Ah Nora. The Nora. Screenwriter, Director and Producer of some of my favourite films…Do I know You’ve Got Mail backwards? Why, yes, yes I do, because Tom Hanks carrying a goldfish in a little bag is the cutest thing ever, and I desperately wanted Meg Ryan’s hair. And bookshop. Was the soundtrack to When Harry Met Sally teenage-me’s gateway jazz album of choice? Absolutely. She could make you fall in love with cities you’d never before wished to go to, and her people who inhabited them. So when this book came my way on twitter after a casual competition RT (thank you @alisonbarrow!), that pretty much made my week <3 Wellesley alumna, wit, word wizard…someone who always ended an article with the perfect sentence. Nora Ephron was everything I wished to be as a writer and creative woman.

So while I knew the more recent articles and commencement speeches and films, I’ve thoroughly enjoyed dipping into this book on the commute and on coffee stops, and learning more about her early days in journalism at the New York Post, her navigation of feminism and Wellesley-related hang-ups. Admittedly, some of the early stories can be as frustrating as they are tantalising. Like being at a dinner party with a table of guests, half of whose names you didn’t catch and it’s now just a liiiittle too late to ask them because it would be rude, and half the time you have no idea who they are and what they’re referring to. What I mean to say is, even though I studied American politics and history, a quarter of the cast of her early political columns are unknown to me and that can be a little vexing with a style so familiar and knowing as hers.

That said, there are about 50 turned down ‘remember this quote’ page corners, and it pairs excellently with a decaff dirty chai and a few moments to yourself. Dip in, put down, dip in, put down. If you’re in soho, Damson & Co froth the world’s most perfect milk. ☕️? 10/10, would drink again, etc, etc.

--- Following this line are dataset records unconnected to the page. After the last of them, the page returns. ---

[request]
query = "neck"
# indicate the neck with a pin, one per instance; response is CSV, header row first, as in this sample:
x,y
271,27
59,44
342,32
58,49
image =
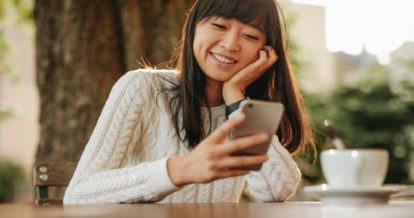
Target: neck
x,y
214,92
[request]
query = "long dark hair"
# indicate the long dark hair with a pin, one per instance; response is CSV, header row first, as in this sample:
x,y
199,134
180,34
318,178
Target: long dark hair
x,y
294,131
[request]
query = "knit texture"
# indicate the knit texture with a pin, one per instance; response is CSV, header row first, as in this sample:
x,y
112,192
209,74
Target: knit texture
x,y
125,158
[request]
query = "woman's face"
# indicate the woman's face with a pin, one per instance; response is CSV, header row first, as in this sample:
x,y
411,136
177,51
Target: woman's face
x,y
222,47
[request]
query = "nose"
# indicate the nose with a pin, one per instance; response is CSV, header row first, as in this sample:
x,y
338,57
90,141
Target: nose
x,y
230,41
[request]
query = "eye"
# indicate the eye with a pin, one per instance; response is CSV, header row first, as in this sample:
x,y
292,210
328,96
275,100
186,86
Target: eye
x,y
219,26
251,37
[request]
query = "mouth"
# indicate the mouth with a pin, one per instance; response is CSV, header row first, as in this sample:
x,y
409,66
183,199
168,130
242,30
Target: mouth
x,y
223,59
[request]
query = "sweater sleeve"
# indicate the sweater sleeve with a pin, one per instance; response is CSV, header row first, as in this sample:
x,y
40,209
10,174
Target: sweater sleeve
x,y
278,178
100,176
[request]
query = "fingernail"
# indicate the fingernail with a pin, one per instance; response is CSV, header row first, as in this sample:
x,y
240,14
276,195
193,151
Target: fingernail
x,y
264,136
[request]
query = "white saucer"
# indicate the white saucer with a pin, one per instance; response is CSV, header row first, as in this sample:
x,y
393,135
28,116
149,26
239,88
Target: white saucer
x,y
332,195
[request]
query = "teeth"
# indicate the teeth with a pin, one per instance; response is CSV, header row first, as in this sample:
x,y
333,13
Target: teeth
x,y
224,59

Books + Brews*: Arsenic for Tea

August 16, 2015

BREW: Dunkin Donuts hot chocolate

BOOK: Arsenic for Tea – Robin Stevens

When I think of summer reading, I think of cycling to the library, loading up on Asterix, Jane Austen and books with first names for titles and dragging them, blankets, snacks, and half the series of Mallory Towers into a teepee in the garden. My mum could whip up a teepee in minutes. And you’d usually find me there, all snack carcasses and finished books, come rain or shine. So when I started reading the Wells and Wong series, and realised it is basically Mallory Towers with murder (but you know, better than my description), and that it is technically summer even though you’d never know it from the weather, I thought…why not bring out the teepee…?

It may not surprise you to learn that I am now much too big for a bamboo stick teepee. This was disappointment number 1. Disappointment number 2 is realising that Keurig cup hot chocolate does not taste the same if it hasn’t been made with a Keurig machine. This is my plan for drinking all the Dunkin Hot Chocolate whilst not in the US scuppered, I tell thee. But back to the books. I am in utter love with this series: Daisy Wells and Hazel Wong are schoolgirl detectives extraordinaire, running around Deepdean School for Girls attempting to solve crimes and forming a secret detective agency. Narrated by Hazel, an international student from Hong Kong, it’s as much a wonderful study of the absurdities of British people and their education system in the 30’s as it is a romp of a read. They’re also fantastic books for when you decide you really should have read the Bell Jar by now, and frankly things look a bit bleak afterwards until there are more shrimps and bunbreaks in your life. If you’re a fan of mini female Watsons and Holmes’ mixed with a tiny dash of Enid Blyton, then these books are absolutely for you.


* Books + Brews: a new, hopefully-regular bit on the blog where I talk about what [books] I’m reading now and accompanying [brews]. Brews loosely termed here to mean some sort of tea/coffee/cocktail/beverage. Because what is a book without a brew, yes? Also, it was probably odd to start off with hot chocolate. Oh well.